Let’s be a little careful. If someone feeds us an unterminate string, our model could fail in a variety of ways:
We could get an “unmapped read” error if we go off the edge of mapped memory
We could get a “symbolic value” error if we’re using angr and read past the edge of initialized memory.
The first case has fairly good error reporting.

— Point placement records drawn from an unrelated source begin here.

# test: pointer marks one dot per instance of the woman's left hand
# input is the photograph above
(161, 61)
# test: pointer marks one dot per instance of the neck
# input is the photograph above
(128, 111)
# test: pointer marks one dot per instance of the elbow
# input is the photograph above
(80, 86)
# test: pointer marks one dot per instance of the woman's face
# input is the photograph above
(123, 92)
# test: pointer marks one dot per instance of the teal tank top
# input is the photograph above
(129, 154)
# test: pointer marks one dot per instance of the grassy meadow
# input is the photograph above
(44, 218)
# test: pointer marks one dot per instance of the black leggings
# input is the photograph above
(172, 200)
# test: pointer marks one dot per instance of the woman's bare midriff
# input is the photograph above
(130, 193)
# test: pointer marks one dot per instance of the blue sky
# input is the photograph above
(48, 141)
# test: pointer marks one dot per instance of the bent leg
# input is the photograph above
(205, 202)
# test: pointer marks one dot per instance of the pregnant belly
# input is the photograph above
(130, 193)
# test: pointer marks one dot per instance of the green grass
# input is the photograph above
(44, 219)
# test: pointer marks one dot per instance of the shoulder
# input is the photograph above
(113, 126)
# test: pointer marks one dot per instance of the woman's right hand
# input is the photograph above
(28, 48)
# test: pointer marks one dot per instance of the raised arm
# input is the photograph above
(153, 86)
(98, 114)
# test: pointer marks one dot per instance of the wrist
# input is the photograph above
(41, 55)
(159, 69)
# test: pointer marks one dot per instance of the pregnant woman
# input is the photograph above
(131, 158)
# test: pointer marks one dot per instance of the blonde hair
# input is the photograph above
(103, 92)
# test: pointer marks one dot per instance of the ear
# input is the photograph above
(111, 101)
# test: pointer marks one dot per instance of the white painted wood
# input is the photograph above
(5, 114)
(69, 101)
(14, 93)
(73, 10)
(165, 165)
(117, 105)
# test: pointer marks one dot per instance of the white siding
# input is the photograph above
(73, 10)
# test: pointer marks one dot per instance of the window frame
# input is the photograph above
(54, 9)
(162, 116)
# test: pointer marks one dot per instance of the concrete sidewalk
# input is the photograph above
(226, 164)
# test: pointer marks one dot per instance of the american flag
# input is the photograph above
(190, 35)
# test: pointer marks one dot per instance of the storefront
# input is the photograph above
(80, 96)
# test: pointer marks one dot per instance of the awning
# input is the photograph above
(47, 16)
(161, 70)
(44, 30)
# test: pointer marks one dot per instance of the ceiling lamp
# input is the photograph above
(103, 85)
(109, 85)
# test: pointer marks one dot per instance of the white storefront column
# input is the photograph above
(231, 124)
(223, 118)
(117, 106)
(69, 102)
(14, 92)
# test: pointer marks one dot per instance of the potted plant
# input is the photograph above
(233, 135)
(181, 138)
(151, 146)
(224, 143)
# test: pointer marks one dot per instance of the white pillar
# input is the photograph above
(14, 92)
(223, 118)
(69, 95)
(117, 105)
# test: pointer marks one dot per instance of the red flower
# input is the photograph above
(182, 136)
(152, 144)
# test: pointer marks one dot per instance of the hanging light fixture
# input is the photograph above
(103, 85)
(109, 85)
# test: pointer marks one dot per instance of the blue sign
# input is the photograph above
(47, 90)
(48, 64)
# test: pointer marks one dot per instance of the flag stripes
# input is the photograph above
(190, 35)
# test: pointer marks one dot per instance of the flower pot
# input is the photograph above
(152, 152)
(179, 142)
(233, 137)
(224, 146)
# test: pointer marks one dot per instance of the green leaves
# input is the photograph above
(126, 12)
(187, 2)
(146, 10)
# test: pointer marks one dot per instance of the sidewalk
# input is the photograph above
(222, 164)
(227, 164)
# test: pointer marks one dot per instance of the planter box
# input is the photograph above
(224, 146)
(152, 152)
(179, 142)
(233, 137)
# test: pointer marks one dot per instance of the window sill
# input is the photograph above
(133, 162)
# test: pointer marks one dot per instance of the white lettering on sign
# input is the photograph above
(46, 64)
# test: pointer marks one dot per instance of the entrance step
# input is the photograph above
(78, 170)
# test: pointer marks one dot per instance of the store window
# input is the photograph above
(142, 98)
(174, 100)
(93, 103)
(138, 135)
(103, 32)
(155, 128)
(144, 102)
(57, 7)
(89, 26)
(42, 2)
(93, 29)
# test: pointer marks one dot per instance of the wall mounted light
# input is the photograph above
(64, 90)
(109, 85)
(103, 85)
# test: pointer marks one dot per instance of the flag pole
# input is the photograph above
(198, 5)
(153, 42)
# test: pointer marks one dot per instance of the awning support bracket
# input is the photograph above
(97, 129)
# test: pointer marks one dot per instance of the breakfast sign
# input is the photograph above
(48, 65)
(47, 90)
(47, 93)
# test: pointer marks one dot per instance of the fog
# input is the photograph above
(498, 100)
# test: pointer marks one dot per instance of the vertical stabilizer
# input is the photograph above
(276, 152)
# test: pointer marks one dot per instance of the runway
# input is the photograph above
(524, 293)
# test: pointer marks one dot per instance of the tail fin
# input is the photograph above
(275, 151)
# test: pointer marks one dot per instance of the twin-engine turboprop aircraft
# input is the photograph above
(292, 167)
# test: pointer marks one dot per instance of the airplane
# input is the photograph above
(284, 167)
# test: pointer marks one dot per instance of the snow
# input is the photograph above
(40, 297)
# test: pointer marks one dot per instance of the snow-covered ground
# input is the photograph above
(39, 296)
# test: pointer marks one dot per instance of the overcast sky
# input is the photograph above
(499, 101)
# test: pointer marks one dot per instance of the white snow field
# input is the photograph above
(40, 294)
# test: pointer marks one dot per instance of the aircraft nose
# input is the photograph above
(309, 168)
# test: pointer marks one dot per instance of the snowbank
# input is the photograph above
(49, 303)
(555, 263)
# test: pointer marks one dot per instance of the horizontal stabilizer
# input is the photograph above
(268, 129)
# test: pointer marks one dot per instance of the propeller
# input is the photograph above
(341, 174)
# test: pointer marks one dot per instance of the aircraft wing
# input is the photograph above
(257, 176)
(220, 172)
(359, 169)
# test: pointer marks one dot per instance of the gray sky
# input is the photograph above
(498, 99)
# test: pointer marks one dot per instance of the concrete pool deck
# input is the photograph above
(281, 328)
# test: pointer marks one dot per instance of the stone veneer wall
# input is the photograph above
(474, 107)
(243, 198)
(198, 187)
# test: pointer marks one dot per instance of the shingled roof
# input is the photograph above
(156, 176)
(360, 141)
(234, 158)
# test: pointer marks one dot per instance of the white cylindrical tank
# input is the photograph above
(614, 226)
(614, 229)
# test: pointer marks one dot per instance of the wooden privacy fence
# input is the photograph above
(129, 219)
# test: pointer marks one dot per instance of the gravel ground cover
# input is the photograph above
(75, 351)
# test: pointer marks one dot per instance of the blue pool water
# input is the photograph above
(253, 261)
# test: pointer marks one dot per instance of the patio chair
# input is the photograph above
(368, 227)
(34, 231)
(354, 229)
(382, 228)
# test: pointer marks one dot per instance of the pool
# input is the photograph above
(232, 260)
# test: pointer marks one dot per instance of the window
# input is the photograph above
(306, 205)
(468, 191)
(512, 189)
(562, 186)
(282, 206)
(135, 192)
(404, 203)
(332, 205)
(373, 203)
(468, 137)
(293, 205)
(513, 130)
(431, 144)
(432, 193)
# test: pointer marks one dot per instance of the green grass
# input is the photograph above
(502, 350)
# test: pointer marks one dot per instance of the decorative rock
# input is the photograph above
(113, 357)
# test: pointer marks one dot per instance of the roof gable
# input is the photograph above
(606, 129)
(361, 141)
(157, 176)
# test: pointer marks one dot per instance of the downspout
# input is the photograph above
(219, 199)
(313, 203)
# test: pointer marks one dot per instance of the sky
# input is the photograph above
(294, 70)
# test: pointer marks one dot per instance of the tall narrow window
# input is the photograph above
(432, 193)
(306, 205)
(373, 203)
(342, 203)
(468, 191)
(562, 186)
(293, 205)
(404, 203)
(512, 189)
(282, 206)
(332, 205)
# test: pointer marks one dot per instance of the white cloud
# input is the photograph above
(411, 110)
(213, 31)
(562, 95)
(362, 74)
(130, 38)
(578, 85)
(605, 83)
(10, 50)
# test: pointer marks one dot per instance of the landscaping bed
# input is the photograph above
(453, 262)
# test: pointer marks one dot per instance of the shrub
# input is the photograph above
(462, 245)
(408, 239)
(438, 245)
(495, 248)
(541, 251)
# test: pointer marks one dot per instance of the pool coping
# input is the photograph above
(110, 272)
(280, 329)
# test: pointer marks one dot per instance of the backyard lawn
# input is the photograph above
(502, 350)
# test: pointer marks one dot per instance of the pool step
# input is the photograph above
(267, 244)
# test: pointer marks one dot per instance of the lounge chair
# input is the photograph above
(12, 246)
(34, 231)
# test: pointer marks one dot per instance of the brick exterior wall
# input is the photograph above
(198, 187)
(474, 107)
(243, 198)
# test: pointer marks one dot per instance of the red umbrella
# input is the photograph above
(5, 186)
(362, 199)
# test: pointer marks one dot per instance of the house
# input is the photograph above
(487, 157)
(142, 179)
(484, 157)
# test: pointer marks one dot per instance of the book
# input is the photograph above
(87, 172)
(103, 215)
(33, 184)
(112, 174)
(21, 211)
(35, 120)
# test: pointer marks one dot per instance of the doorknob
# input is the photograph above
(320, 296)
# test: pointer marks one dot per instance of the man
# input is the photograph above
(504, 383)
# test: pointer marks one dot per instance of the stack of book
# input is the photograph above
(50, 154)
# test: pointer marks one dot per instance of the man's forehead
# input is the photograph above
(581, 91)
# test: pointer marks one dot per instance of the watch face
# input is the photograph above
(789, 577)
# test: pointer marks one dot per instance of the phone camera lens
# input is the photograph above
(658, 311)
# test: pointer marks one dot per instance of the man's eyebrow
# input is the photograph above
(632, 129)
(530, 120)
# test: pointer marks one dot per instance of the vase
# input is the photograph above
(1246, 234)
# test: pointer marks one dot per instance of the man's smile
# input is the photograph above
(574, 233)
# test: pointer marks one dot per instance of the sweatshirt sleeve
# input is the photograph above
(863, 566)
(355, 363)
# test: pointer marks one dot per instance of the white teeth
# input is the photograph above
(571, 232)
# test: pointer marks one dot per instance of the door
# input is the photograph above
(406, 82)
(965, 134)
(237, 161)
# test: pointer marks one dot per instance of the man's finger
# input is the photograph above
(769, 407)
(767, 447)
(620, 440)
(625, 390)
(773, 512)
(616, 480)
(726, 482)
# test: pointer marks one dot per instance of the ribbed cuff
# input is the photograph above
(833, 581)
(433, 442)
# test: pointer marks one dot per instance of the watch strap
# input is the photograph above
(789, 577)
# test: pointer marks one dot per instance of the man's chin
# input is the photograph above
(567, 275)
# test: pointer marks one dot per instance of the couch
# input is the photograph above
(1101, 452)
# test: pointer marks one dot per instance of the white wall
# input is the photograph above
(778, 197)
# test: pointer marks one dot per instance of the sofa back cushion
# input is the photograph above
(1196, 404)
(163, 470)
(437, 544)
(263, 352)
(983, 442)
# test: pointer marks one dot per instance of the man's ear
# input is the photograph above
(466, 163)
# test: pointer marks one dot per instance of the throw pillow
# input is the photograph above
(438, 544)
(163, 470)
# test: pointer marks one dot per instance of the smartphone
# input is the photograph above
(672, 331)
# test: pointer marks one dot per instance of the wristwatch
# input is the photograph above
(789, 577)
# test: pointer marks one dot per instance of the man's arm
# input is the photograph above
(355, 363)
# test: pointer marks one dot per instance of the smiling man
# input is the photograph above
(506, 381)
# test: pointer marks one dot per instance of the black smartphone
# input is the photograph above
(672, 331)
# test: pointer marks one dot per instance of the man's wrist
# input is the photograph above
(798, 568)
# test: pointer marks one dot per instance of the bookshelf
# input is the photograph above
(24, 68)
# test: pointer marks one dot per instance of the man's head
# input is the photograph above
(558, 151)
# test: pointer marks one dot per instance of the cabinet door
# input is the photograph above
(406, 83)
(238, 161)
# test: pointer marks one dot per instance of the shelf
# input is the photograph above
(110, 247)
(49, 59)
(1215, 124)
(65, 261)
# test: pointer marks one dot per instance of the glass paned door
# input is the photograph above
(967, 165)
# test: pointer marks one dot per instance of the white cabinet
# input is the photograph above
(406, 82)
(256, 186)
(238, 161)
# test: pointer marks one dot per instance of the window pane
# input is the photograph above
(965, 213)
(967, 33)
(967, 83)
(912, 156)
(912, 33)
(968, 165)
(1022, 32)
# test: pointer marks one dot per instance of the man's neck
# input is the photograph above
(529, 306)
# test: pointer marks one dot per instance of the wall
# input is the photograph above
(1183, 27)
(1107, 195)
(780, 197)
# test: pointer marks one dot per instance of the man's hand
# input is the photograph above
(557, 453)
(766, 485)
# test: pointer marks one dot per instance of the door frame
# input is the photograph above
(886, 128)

Let’s add a little more introspection for the second case:
# Define a puts model
class PutsModel(smallworld.state.models.Model):
name = "puts"
platform = platform
abi = smallworld.platforms.ABI.NONE
def model(self, emulator: smallworld.emulators.Emulator) -> None:
# Reading a block of memory from angr will fail,
# since values beyond the string buffer's bounds
# are guaranteed to be symbolic.
#
# Thus, we must step one byte at a time.
s = emulator.read_register("rdi")
v = b""
try:
b = emulator.read_memory_content(s, 1)
except smallworld.exceptions.SymbolicValueError:
b = None
while b is not None and b != b"\x00":
v = v + b
s = s + 1
try:
b = emulator.read_memory_content(s, 1)
except smallworld.exceptions.SymbolicValueError:
b = None
if b is None:
raise smallworld.exceptions.SymbolicValueError(f"Symbolic byte at {hex(s)}")
print(v)
# Configure the puts model
puts = PutsModel(code.address + 0x2808)
# Add the puts model to the machine
machine.add(puts)
Putting it All Together¶
Combined, this harness can be found in the script tests/hooking/hooking.amd64.py
import logging
import smallworld
# Set up logging and hinting
smallworld.logging.setup_logging(level=logging.INFO)
# Define the platform
platform = smallworld.platforms.Platform(
smallworld.platforms.Architecture.X86_64, smallworld.platforms.Byteorder.LITTLE
)
# Create a machine
machine = smallworld.state.Machine()
# Create a CPU
cpu = smallworld.state.cpus.CPU.for_platform(platform)
machine.add(cpu)
# Load and add code into the state
code = smallworld.state.memory.code.Executable.from_filepath(
__file__.replace(".py", ".bin")
.replace(".angr", "")
.replace(".panda", "")
.replace(".pcode", ""),
address=0x1000,
)
machine.add(code)
# Create a stack and add it to the state
stack = smallworld.state.memory.stack.Stack.for_platform(platform, 0x8000, 0x4000)
machine.add(stack)
# Set the instruction pointer to the code entrypoint
cpu.rip.set(code.address)
# Push a return address onto the stack
stack.push_integer(0xFFFFFFFF, 8, "fake return address")
# Configure the stack pointer
sp = stack.get_pointer()
cpu.rsp.set(sp)
print(f"SP: {hex(sp)}")
# Configure gets model
gets = smallworld.state.models.Model.lookup(
"gets", platform, smallworld.platforms.ABI.SYSTEMV, code.address + 0x2800
)
machine.add(gets)
# Configure puts model
class PutsModel(smallworld.state.models.Model):
name = "puts"
platform = platform
abi = smallworld.platforms.ABI.NONE
def model(self, emulator: smallworld.emulators.Emulator) -> None:
# Reading a block of memory from angr will fail,
# since values beyond the string buffer's bounds
# are guaranteed to be symbolic.
#
# Thus, we must step one byte at a time.
s = emulator.read_register("rdi")
v = b""
try:
b = emulator.read_memory_content(s, 1)
except smallworld.exceptions.SymbolicValueError:
b = None
while b is not None and b != b"\x00":
v = v + b
s = s + 1
try:
b = emulator.read_memory_content(s, 1)
except smallworld.exceptions.SymbolicValueError:
b = None
if b is None:
raise smallworld.exceptions.SymbolicValueError(f"Symbolic byte at {hex(s)}")
print(v)
puts = PutsModel(code.address + 0x2808)
machine.add(puts)
# Emulate
emulator = smallworld.emulators.UnicornEmulator(platform)
emulator.add_exit_point(code.address + code.get_capacity())
final_machine = machine.emulate(emulator)
This harness should take its input over stdin, and echo it back to the console.
Here is what running it looks like:
$ echo "foobar" | python3 hooking.amd64.py
[+] starting emulation at 0x1000
[+] emulation complete
SP: 0xbff8
b'foobar\n'
We do in fact see “foobar” echoed back to the console,
so we harnessed hooking.amd64.bin successfully.